Corruption at the Interior Dept; Dec 31, 2008
Times-News, Twin Falls
How could things go so wrong for Dirk Kempthorne at the Department of the Interior?
The former Idaho governor and U.S. senator and his predecessor, Gale Norton, presided over the most corrupt period in the agency since Albert Fall and the Teapot Dome Scandal of the 1920s.
"Short of a crime, anything goes at the Department of the Interior," said the agency's inspector general, Earl Devaney.
Devaney has been a busy man during Kempthorne's 33-month tenure as secretary of the interior, which ends when Barack Obama is sworn in as president on Jan. 20. This month Devaney reported to Congress that on 15 separate occasions the department's political appointees had weakened protections for endangered species against the advice of the agency's scientists, whose work they either ignored or distorted.
Julie MacDonald, a former deputy assistant secretary for fish and wildlife and parks, resigned last year after an earlier report found she had run roughshod over agency scientists and violated federal rules by giving internal documents to industry lobbyists.
In September, Devaney delivered three reports to Congress detailing widespread corruption in the Minerals Management Service, the division responsible for granting offshore oil leases and collecting royalties. According to Devaney, officials accepted gifts, steered contracts to favored clients and engaged in drugs and sex with oil company employees.
Just in the past few months, the Interior Department sold oil and gas leases near Arches and Dinosaur national parks in Utah, shortened the public comment period for actions under the Endangered Species Act, and opened up 3,700 miles of new pipeline and power corridors across public lands in the West.
Even Kempthorne's successes were muted by ideology and flawed science.
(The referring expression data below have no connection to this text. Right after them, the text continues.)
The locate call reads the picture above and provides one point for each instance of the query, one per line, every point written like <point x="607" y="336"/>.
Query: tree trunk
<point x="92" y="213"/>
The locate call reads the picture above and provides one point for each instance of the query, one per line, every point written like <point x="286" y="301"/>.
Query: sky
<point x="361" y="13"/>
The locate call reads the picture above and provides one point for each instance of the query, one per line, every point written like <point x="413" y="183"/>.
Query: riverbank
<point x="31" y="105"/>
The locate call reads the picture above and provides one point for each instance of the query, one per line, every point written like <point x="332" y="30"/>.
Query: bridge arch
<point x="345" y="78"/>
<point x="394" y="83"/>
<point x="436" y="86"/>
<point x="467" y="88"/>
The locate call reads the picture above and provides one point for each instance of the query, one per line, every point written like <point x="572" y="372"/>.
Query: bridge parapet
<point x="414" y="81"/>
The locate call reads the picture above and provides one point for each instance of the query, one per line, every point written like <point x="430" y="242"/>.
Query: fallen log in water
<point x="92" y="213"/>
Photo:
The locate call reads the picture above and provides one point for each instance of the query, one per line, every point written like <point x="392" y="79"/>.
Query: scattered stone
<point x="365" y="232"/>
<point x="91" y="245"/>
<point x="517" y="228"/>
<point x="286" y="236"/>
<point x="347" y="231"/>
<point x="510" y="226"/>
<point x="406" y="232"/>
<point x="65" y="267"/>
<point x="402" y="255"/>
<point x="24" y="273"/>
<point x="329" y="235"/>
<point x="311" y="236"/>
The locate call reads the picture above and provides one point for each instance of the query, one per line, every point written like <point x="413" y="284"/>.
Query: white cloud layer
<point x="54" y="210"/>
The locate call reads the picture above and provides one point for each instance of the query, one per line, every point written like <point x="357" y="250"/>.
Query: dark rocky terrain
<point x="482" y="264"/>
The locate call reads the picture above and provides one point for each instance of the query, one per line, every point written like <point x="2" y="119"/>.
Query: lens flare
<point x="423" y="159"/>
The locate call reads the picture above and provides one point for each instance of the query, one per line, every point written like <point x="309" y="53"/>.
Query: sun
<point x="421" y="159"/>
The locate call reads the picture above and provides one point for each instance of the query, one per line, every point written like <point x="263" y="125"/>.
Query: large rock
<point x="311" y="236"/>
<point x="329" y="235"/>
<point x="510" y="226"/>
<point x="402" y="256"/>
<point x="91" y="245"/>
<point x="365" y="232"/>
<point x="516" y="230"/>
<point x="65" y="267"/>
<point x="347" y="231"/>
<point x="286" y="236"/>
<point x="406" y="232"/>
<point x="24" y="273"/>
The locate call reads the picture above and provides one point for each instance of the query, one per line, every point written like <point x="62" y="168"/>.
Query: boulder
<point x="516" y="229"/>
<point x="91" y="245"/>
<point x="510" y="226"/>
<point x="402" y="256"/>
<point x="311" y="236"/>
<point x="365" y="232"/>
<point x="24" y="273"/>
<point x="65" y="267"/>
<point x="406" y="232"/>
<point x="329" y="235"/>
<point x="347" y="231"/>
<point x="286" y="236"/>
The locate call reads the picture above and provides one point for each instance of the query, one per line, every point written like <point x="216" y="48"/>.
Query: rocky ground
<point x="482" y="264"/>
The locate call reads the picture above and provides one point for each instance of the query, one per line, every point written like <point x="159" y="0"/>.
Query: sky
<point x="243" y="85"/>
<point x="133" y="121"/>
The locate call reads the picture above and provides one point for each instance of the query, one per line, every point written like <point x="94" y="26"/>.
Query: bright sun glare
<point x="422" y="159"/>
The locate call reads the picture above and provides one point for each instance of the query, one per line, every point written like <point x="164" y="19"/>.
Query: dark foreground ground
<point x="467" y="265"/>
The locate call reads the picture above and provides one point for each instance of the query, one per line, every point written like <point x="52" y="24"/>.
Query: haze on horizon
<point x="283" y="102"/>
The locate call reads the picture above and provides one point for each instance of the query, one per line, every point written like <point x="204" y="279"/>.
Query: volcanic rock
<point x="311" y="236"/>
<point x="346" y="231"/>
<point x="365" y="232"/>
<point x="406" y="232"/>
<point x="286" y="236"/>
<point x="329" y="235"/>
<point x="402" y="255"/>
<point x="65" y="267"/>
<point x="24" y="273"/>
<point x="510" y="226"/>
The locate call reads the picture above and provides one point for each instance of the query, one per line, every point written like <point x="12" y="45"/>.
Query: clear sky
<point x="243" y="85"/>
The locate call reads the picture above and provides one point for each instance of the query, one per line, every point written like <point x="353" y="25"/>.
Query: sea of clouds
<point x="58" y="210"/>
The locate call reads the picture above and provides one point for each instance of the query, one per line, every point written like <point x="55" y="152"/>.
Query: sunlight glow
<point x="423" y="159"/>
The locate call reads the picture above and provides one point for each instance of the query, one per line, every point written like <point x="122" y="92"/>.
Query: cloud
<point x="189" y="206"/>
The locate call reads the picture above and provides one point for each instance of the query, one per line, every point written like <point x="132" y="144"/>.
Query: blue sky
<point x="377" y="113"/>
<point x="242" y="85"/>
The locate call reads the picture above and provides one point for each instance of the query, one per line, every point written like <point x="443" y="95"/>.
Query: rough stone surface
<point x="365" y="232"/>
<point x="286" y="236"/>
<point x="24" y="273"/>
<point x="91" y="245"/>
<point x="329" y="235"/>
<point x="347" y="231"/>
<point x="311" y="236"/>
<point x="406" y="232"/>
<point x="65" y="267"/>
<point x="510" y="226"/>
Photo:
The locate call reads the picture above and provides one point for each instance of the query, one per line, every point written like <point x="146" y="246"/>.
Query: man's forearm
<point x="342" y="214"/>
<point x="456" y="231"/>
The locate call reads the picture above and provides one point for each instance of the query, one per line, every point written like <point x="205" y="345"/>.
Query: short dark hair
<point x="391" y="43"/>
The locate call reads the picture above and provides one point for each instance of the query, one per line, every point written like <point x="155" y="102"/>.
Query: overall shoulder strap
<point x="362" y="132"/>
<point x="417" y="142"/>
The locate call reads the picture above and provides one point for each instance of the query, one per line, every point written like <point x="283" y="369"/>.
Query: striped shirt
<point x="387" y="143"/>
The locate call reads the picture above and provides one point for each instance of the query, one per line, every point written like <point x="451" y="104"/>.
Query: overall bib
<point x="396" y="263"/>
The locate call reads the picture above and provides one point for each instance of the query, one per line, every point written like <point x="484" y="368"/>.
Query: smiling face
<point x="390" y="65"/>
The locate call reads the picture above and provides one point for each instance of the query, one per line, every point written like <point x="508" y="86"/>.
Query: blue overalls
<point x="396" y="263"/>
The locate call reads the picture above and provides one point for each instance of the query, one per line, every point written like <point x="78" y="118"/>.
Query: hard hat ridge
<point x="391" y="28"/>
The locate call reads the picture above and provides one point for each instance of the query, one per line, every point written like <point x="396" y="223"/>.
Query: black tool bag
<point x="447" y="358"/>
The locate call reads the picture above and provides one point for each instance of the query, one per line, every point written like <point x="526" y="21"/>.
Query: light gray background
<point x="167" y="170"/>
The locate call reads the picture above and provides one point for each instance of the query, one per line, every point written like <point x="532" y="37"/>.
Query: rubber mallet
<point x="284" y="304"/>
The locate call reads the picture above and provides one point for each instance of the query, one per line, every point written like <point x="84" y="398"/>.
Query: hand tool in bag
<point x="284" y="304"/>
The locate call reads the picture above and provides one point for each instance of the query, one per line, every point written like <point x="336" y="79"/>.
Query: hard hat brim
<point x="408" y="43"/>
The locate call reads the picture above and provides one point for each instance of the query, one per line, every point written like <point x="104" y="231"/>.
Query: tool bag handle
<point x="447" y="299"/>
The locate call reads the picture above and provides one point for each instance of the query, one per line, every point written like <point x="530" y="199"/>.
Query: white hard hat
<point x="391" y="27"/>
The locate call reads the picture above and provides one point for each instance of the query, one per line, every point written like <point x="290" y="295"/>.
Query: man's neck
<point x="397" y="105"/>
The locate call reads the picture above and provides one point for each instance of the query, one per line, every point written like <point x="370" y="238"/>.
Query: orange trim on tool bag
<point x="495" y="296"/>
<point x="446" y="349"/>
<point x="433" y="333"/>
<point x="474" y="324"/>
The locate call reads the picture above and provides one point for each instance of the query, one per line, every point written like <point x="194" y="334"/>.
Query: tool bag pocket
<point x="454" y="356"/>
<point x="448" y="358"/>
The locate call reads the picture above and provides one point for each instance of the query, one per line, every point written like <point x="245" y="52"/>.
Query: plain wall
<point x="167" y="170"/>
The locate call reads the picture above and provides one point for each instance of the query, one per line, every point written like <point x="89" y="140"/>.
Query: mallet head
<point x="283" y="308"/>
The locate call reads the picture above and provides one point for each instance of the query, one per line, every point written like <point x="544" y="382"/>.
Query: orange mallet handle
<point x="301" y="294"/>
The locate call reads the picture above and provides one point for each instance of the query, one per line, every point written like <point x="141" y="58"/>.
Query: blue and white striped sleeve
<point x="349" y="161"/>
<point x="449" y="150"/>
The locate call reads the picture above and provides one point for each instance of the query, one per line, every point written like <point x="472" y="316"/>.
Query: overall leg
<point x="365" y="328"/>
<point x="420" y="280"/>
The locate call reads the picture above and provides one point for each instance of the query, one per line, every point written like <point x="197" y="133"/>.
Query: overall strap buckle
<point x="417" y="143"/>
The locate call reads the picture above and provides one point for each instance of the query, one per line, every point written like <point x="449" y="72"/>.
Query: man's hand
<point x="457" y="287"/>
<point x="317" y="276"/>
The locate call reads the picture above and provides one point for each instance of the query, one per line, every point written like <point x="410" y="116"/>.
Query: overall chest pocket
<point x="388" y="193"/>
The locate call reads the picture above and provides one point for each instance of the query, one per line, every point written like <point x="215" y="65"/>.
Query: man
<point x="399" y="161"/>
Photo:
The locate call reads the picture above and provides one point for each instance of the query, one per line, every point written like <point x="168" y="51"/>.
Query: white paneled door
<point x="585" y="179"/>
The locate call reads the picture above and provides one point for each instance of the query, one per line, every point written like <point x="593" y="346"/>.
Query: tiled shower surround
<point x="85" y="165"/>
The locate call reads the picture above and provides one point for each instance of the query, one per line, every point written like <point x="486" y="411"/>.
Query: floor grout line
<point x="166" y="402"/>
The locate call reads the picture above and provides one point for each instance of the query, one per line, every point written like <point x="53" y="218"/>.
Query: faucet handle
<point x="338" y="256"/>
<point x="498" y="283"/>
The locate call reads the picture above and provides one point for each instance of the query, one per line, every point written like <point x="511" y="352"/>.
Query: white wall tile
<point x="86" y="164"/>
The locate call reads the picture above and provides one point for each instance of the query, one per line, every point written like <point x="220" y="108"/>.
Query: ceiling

In declaring the polar bear threatened because of climate change, he said the action "should not open the door to use the (endangered species list) to regulate greenhouse gas emissions from automobiles, power plants and other sources." Then he issued special rules exempting from the law offshore oil and gas drilling in prime polar bear habitat off Alaska's north coast.
It's been disheartening to watch a man who was an honest politician and an independent thinker back in Idaho become part of the corrupt culture of the agency he leads - and become captive to Vice President Dick Cheney's philosophy that the Interior Department is essentially in business to assist oil and gas companies.
Simply put, Secretary Kempthorne botched his stewardship of the public lands in his care. Americans - and Idahoans - deserved better.